Sunday, April 8, 2018

Thing 19: Podcasts

Task
Option 1 – Listen to, subscribe, rate and review a podcast of your choice. This includes subscribing to the podcast through a podcast app (apple or android) rating and reviewing the podcast via the app and then writing a short review of the experience and the podcast on your Rudai23 blog.

A friend recommended a podcast called On Being with Krista Tippett, described on  https://onbeing.org/series/podcast/ as "The groundbreaking Peabody Award-winning public radio show and podcast. Conversation about the big questions of meaning in 21st century lives and endeavours — spiritual inquiry, science, social innovation, and the arts. Each week a new discovery about the immensity of our lives. Hosted by Krista Tippett."

I downloaded the podcast app to my iPhone in December 2016, and I have been listening to the weekly episodes regularly ever since. I rated the podcast 5* and I wrote a review on it on the iPhone app store. The review hasn't appeared yet, maybe it has to be passed by a moderator first. 

The experience of using the podcast app has been trouble-free, and easy to use. There is also a searchable website associated with the app and a blog.

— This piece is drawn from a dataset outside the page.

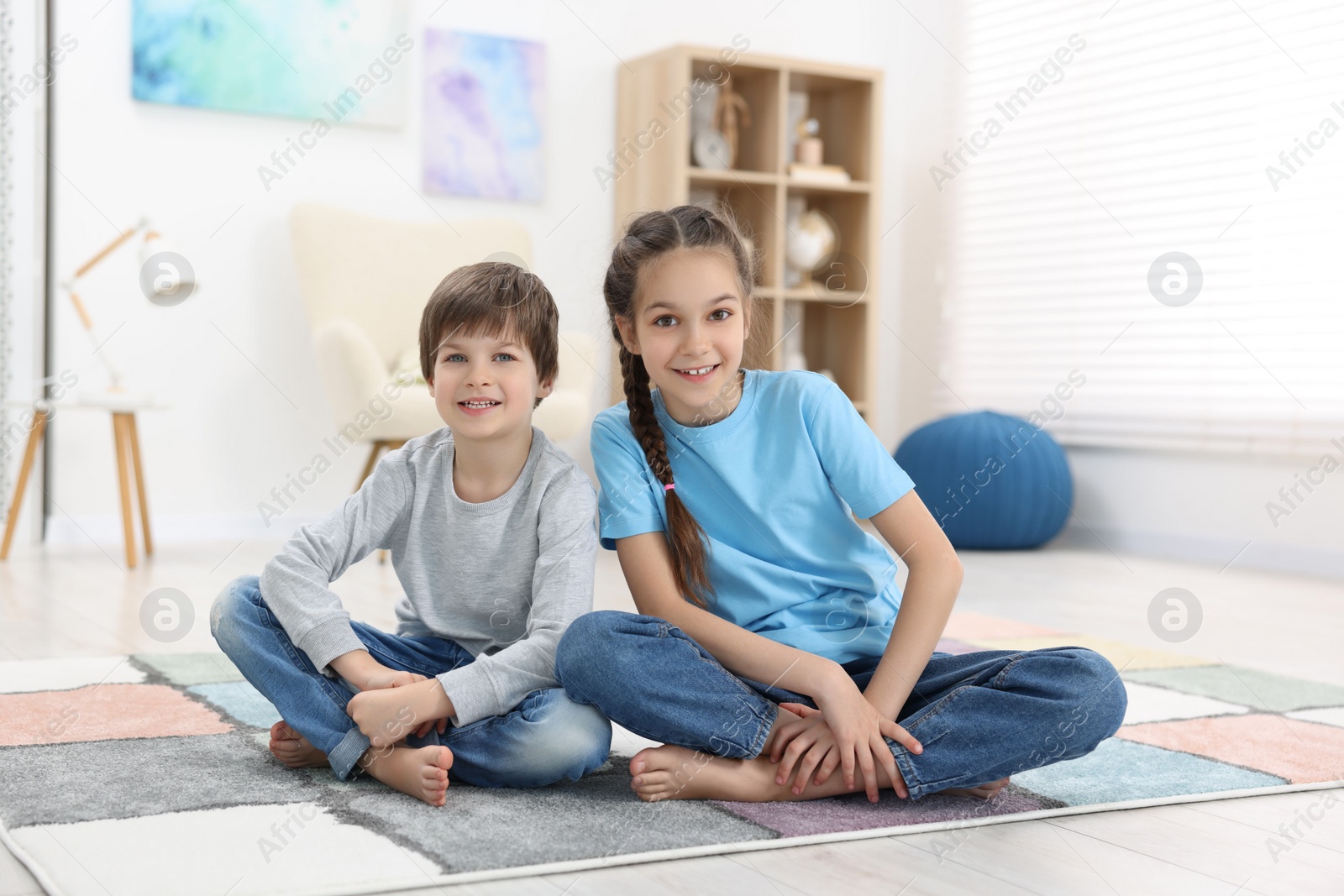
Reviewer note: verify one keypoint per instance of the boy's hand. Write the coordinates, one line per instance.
(385, 678)
(387, 715)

The podcast itself is excellent and well worth the time spent listening to it. The host Krista Tippett holds a conversation with a different guest speaker or speakers every week. The episodes last approx. 1 hour or less. All the episodes are searchable on the website and app going back to when they started in 2001. The archive offers a great selection. They are always interesting, intelligent, thoughtful speakers and the conversations always make me think about new things, or think about things differently. They very often refer to books or poems or authors, and have often directed me to interesting reading. Because it is American based, it is a little American-centric, but her guests have also included Irish poets John O'Donohue, Michael Longley, and Padraig Ó Tuama, and an Austrian theologian Br. David Steindl-Rast, among many other international contributors.  I would recommend it to anyone interesting in thinking about our world and learning more about "spiritual inquiry, science, social innovation, and the arts".